Culture

Le roi du mensonge : les histoires abracadabrantes derrière de vrais canulars

le jeudi 13 avril 2023
Modifié à 10 h 30 min le 13 avril 2023
Par Ali Dostie

adostie@gravitemedia.com

Roger Tétreault a leurré les médias pendant plusieurs années. (Image tirée du documentaire Le roi du mensonge_

Devant les caméras, Roger Tétreault a porté plusieurs noms – Yvon Rocher, Bernard Maillé, Robert Leblanc, Tubaal Caïn, Gérard Kenney… – et presque autant de chapeaux, en se prétendant tour à tour expert du nucléaire, militant féministe, spécialiste de la culture japonaise, témoin d’un camp terroriste du FLQ et grand sorcier. La série documentaire Le roi du mensonge brosse le portrait de cet homme devenu maître du canular.
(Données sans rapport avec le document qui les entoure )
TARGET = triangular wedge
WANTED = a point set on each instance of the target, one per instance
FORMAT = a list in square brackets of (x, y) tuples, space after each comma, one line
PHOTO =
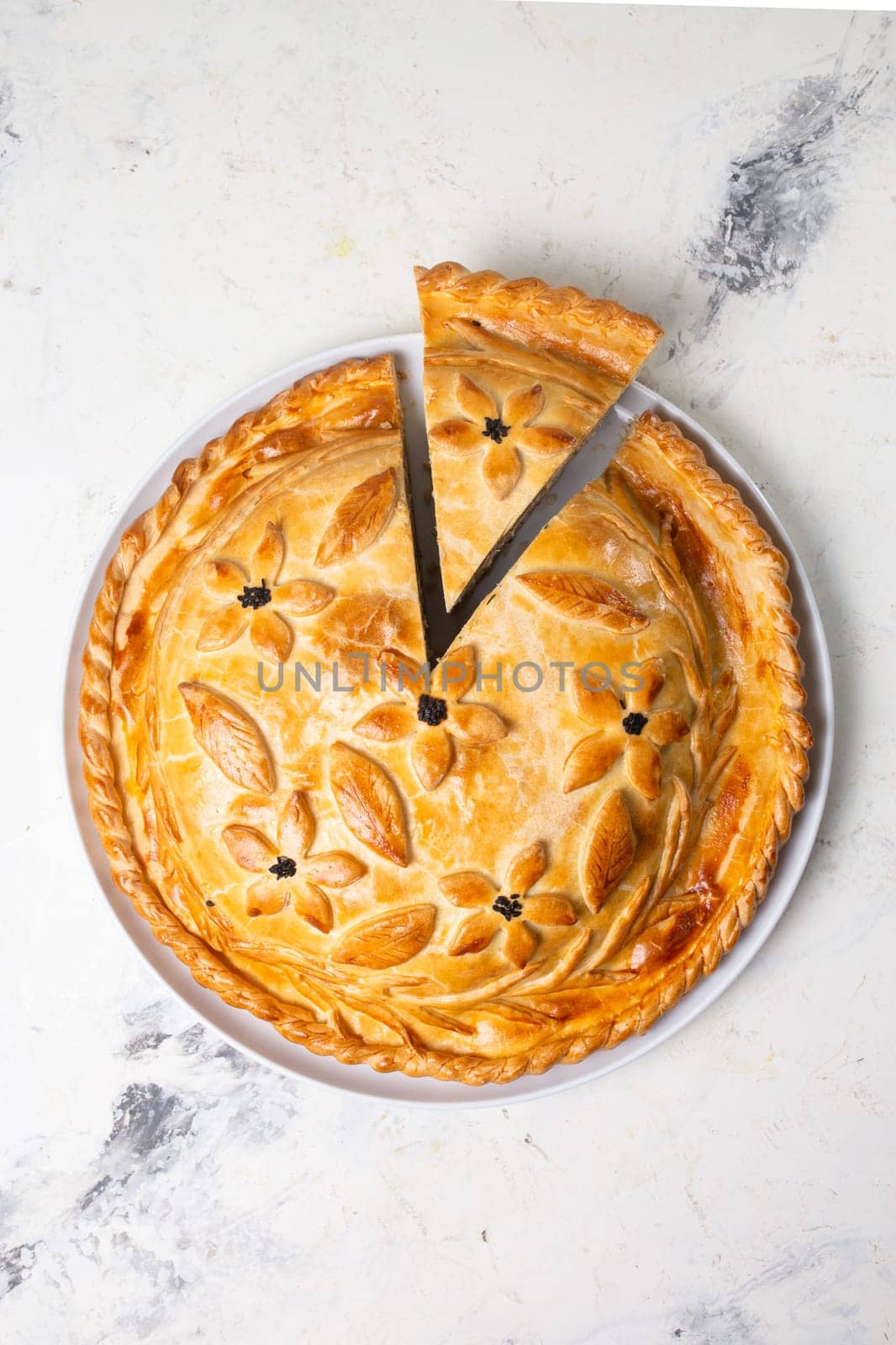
[(517, 377)]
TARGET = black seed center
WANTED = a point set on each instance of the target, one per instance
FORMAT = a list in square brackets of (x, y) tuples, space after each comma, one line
[(495, 430), (255, 596), (432, 709)]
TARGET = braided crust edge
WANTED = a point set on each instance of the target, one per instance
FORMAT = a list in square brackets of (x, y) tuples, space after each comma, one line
[(212, 972), (539, 306)]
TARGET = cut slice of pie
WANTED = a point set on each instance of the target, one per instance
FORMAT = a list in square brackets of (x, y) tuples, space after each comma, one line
[(517, 377), (525, 858)]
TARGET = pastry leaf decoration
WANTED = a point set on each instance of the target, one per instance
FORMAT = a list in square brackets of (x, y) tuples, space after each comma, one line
[(229, 737), (369, 804), (582, 598), (387, 941), (607, 852), (358, 520)]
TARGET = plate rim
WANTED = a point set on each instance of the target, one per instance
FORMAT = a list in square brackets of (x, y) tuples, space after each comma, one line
[(394, 1087)]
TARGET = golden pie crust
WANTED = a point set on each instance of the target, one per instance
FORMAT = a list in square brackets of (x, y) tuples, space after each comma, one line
[(517, 376), (479, 884)]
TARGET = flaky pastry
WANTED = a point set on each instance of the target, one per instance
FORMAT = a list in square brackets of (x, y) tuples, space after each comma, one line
[(524, 858), (517, 376)]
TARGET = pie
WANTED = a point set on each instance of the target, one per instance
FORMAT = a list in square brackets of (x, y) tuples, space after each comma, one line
[(517, 377), (522, 857)]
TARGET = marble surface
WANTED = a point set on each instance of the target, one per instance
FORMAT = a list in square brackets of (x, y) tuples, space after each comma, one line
[(194, 194)]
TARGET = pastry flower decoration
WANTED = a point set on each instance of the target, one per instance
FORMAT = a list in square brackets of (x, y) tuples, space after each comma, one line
[(434, 720), (256, 602), (509, 910), (623, 725), (501, 432), (291, 874)]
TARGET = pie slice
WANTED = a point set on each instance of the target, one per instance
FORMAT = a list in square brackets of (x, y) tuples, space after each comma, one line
[(521, 860), (517, 377)]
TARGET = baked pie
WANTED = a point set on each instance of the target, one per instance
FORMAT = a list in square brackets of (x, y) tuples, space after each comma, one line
[(517, 377), (475, 872)]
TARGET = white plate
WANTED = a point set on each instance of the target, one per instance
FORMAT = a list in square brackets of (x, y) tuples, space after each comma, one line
[(261, 1042)]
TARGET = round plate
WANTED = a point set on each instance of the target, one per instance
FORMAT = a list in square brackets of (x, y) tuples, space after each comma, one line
[(261, 1042)]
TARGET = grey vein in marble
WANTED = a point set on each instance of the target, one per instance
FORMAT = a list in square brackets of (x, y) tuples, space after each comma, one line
[(781, 194)]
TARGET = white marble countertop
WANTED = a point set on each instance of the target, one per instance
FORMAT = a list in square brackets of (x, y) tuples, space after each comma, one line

Roger Tétreault, qui a résidé dans de nombreuses villes de la Rive-Sud dont Longueuil, Brossard et Mercier, a ainsi cherché à démontrer «qu’on peut faire gober n’importe quoi» aux médias. C’est du moins la justification qu’il a offerte en 1991 lorsqu’il a lui-même révélé la vérité sur ses nombreux canulars.  

M. Tétreault avait fait parvenir un communiqué dans les salles de nouvelles du Québec, se vantant d’avoir trompé les médias pendant plusieurs années. Il a toutefois fallu l’enquête et la recherche du journaliste de CBC Stephen Langford pour que l’affaire soit vérifiée, contre-vérifiée et publiée.

Devant la caméra des réalisateurs Charles Gervais et Stéphane Thibault défilent des journalistes, les historiens Laurent Turcot et Louis Fournier, l’ex-conjointe de Tétreault Louise Bégin et même des humoristes qui, à une certaine époque, ont fait des canulars leur marque de commerce. 

Marc-André Sabourin, journaliste et auteur de Le maître de l’intox, contribue à comprendre l’ampleur du phénomène.

«Très brillant», «maître du spectacle», «influenceur», créateur de «vrai fake news»; les qualificatifs pour décrire Roger Tétreault vont dans tous les sens, les intervenants du documentaire soulignant à la fois l’habileté et la malhonnêteté de l’homme. 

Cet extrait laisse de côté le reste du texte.